The completed code will now form the backbone of new genomic research, and becomes a new, finished reference for comparison.
Theory and practice
The completed genome opens new avenues for research.
For decades, scientists have been poring over the 92 percent of the genome available, probing it to find genetic variations that could be causing diseases.
“We have a good grasp of what variation looks like in those regions, but we have no idea about the other 8 percent,” Phillippy said.
Now, researchers are reanalyzing their old data against the new reference genome, trying to tease out new clues from what had been missing.
“We identified many more, tens of thousands, if not hundreds of thousands, of new variants,” Dennis said. “Some of them fall within genes that encode proteins and some of those genes are medically important, clinically important, and contribute to diseases.”

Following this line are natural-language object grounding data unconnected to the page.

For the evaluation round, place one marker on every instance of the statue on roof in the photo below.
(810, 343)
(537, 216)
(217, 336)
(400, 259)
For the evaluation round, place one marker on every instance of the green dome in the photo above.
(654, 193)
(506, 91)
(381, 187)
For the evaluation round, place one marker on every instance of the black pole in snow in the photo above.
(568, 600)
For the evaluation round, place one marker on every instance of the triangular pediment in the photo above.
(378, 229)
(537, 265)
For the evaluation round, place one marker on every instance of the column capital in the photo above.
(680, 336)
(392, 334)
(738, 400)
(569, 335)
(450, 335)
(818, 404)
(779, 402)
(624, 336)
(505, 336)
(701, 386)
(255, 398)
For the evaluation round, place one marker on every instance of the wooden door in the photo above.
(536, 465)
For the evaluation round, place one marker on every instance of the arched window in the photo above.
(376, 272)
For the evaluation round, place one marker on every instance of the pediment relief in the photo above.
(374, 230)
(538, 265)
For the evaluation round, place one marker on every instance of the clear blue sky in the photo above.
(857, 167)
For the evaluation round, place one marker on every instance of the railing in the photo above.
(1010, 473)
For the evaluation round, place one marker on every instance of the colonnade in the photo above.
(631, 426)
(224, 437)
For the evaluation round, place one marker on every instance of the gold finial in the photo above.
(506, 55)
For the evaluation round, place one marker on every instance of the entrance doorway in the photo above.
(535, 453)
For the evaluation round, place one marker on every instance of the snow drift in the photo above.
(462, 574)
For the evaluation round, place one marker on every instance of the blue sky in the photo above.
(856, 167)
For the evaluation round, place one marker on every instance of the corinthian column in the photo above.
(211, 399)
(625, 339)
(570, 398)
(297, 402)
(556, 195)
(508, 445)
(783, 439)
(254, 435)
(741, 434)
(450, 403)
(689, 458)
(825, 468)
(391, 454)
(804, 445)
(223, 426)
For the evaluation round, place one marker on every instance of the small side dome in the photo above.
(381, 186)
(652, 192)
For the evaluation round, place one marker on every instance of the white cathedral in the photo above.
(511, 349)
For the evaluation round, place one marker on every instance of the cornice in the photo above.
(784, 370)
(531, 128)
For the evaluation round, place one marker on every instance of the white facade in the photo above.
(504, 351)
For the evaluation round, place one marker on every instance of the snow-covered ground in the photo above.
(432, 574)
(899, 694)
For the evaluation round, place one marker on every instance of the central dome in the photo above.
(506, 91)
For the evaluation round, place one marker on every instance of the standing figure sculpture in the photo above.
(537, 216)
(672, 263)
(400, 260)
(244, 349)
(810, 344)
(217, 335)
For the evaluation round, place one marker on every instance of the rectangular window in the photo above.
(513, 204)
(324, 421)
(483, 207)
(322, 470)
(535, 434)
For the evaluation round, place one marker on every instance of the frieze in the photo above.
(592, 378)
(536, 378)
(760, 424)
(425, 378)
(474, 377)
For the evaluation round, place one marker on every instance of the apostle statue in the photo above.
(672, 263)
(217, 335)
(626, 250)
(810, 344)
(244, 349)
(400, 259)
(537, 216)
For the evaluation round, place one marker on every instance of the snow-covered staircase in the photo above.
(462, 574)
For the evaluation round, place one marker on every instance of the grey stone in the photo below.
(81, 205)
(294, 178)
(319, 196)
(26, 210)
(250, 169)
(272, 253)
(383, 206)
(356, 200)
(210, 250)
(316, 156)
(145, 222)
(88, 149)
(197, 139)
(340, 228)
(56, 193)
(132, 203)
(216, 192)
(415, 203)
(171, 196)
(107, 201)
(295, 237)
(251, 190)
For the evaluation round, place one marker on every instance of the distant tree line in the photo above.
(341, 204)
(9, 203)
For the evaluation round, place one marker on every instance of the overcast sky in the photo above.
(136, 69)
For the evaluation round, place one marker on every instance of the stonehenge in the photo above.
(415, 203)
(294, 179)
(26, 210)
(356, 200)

The new genome reference also enables further study of how centromeres work.
Centromeres are structures in the middle of chromosomes that are filled with repeating sequences of code and integral to the cell division process. They’re historically among the least understood parts of the genome because they contain so much tedious, dense coding.
“We don’t understand the underlying mechanism of the evolution of centromeres,” Henikoff said. “All of a sudden in the past year as the data have been coming out, we’ve been learning a lot more about centromeres.”
Using the new genome, researchers can better study how centromere proteins assemble and what happens when they change or lose function.
“Centromere dysfunction can be a serious driver in cancer,” Henikoff said. Until now, “we’ve been hampered because we haven’t had a reference sequence.”
Further study of newly-sequenced portions of the genome could also help scientists better understand how humans evolved particular traits, such as the bigger brains that sent them down a genetically distinct path from their great ape ancestors.
“The things that make our frontal cortex bigger come from the genes that map in these repetitive regions,” said Evan Eichler, a professor in the department of genome sciences at the University of Washington School of Medicine and also part of the research collaborative.
Advances in genomic sequencing technology could drive a renaissance of medical breakthroughs, the researchers say.
“I’m more excited about what we don’t know and the opportunities for discovery,” Miga said.
Phillippy said his next goal is to streamline the sequencing process to make it cheaper, more efficient and broadly available. He also plans to sequence genetic code with both paternal and maternal chromosomes. Sequencing broadly among people from many backgrounds will help describe the world’s genetic diversity and home in on important genetic variations, he said.
He envisions a world in which everyone has access to their genetic data, which could help provide individualized information about what diseases doctors should watch for or which drugs to prescribe.
“Within 10 years, getting a complete, perfectly accurate human genome will be a routine part of health care and it will be cheap enough that it won’t be a second thought — an under $1,000 lab test,” Phillippy said. “You’ll have the complete genome in your pocket.”